Her rise is juxtaposed with Valentin’s fall as talkies rush in. He refuses to adapt. No one wants to hear him talk anyways. But that Peppy! People would watch and listen her do just about anything. The camera absolutely loves Bérénice Bejo. She’s a beauty, yes, but that’s not the whole story. She has a rare quality that draws attention without upstaging her character. She sparkles on screen in a way that makes her just plain likable. And Dujardin, for his credit, is a fine screen presence with a nice silhouette and good physical expressiveness. He’s a believable silent star. But Bejo’s a natural, much like John Goodman and Missi Pyle who are so funny and charming in bit roles as a studio head and a spurned starlet that I would have greatly preferred a film focusing on them.
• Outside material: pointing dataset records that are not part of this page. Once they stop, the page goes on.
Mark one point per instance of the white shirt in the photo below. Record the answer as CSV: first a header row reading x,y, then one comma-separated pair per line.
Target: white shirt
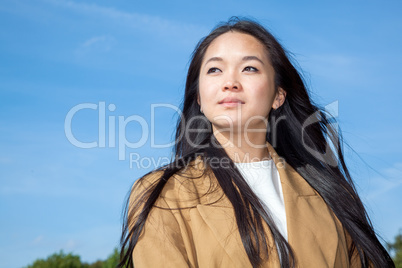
x,y
263,178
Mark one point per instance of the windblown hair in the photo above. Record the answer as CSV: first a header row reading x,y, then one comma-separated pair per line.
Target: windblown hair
x,y
299,131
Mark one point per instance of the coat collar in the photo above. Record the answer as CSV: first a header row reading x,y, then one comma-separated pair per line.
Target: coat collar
x,y
313,230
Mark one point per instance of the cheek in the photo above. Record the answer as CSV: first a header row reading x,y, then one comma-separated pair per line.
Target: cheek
x,y
207,92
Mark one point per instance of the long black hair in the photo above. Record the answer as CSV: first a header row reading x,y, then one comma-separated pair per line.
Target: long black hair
x,y
299,131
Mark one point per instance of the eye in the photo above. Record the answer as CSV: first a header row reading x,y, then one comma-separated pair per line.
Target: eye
x,y
213,70
250,69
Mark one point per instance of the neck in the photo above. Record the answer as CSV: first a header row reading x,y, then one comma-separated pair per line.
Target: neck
x,y
244,146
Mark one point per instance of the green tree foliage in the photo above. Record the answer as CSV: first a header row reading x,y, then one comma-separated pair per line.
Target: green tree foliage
x,y
63,260
112,260
59,260
396,250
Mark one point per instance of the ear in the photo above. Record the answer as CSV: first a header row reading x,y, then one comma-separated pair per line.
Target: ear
x,y
279,98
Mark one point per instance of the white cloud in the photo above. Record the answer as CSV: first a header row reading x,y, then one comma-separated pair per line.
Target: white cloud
x,y
143,22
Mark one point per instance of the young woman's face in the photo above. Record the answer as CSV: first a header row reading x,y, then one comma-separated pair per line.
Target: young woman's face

There are two astonishingly beautiful moments of cinematic delight to be found in The Artist. One involves a startling, strategically isolated use of sound effects. The other, a sweet little evocative moment of displaced romance as Bejo slips an arm through Dujardin’s empty coat hanging on a rack and embraces herself in a fantasy-tinged longing caress. These two simple, effective moments are the kinds of expressive invention that actual silent films could achieve. But The Artist doesn’t stay on that plane of existence, instead settling into cheap imitation. It doesn’t use its gimmick for anything more than placing quotes around old-timey and trotting out an “ain’t we cute” attitude. And, yeah, it’s cute. But it’s also exasperating.

I love silent film as much as I love the talkies Citizen Kane, Vertigo, or Singin’ in the Rain, other great films that Hazanavicius apes here. (There are also hints of Rebecca and Sunset Blvd, the work of Frank Borzage and the more realistic films of F.W. Murnau wafting throughout). It’s a hodgepodge of intermittently anachronistic classic film references and it’s a sloppy homage to Hays Code Hollywood throughout. Even that’s punctured in the early moment when Missi Pyle flips the bird at Dujardin. The sharp black and white cinematography from Guillaum Schiffman and the production design by Laurence Bennet isn’t quite Hollywood classicism but it’s similar enough that if you squint a little it’s mostly indistinguishable from the real thing.

It’s a frustrating film that uses the charms of its cast and the novelty of its construction to coast on charm alone. At least Hazanavicius is aware that silent film is more than the reductive concept that exists in some ignorant corners of the popular imagination, a view of scratchy prints with dinky music and endless intertitles. He clearly loves cinema and knows better, which is why it’s so frustrating. This fairly short charmer of a film grows endless and when the charm wears off there’s nothing much left to care about.